You can't just sit back and wait for the money to come. You have to register each new book before 30 June to be included in that year's calculation and payment. You can't claim retrospectively, so if you don't claim your books one year, you can't pick up the cash for that book later (unlike ALCS payments - more on that another day). This is becaues the amount per loan is calculated by dividing the whole pot by the number of loans of registered books, so if your book isn't registered, it's not included in the calculation.

It might sound easy, especially when you have only one book, to keep on top of your PLR registration. But you need to register each edition (each new ISBN) of each book if you are to get all that is owed to you. That means you have to register the hardback and then the paperback, and if there are any further editions, you have to register those, too. Often, publishers don't tell you when your book comes out under a new ISBN (eg library binding rather than standard hardback). To keep on top of it, search for yourself on Amazon. Once a book is registered, it is carried on from one year to the next, but you do need to keep checkng for new editions of old books (reprints are OK - they have the same ISBN). One book can have three or four different ISBN numbers.

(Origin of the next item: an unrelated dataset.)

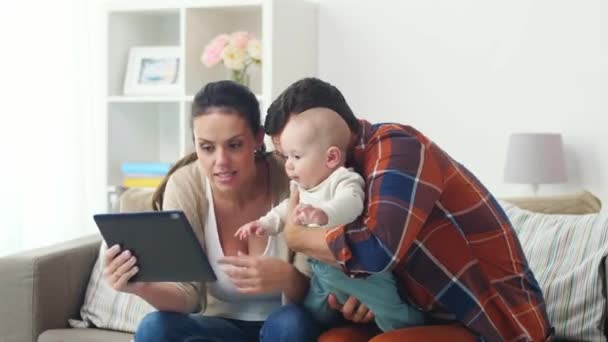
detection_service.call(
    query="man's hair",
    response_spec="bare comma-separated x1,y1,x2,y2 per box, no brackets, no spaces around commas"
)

What now? The deadline for registering books to be included in this year's calculation and payment is 30 June. If you're late, your book(s) won't be counted until next year, and you'll lose your money. You need to register yourself with the PLR agency (www.plr.uk.com) and give your bank details so that you can actually receive the money. Then you need to register each of your books in each of its editions. You will receive a confirmation to show what you have registered. You can't register books that aren't yours - there is a checking system in place and all your book registrations will be checked. Your name must appear on the title page of the book - that's the rule. However, if NO names are on the title page (as with licensed character books) you can still claim the PLR as long as you can demonstrate you wrote/illustrated/translated the book.

If more than one person is named on the title page - the illustrator and writer, or writer and translator, for example - you can claim only a share of the PLR. The standard is split of 50:50 author:illustrator for picture books. Adaptors can claim 80% if the original author's name is on the title page, or 100% if it isn't. (You can vary this if you both agree.) For illustrated chapter books, anthologies and so on, you will have to agree the proportion with your collaborators. You share will reflect the proportion you contributed, so if you have 10 poems in a book of 100 poems, you can claim 10% of the PLR. This means you have to talk to the other collaborators - the PLR agency won't do it for you.

PLR relates only to book loans in the UK, so there's no point registering the ISBNs of your US editions, for instance. (Money for loans in some other EU countries is collected by ALCS.) VAT is not payable on PLR payments (only useful info if you are VAT-registered.) And PLR continues for 70 years after you die, so your descendants can use the January cash to toast your memory.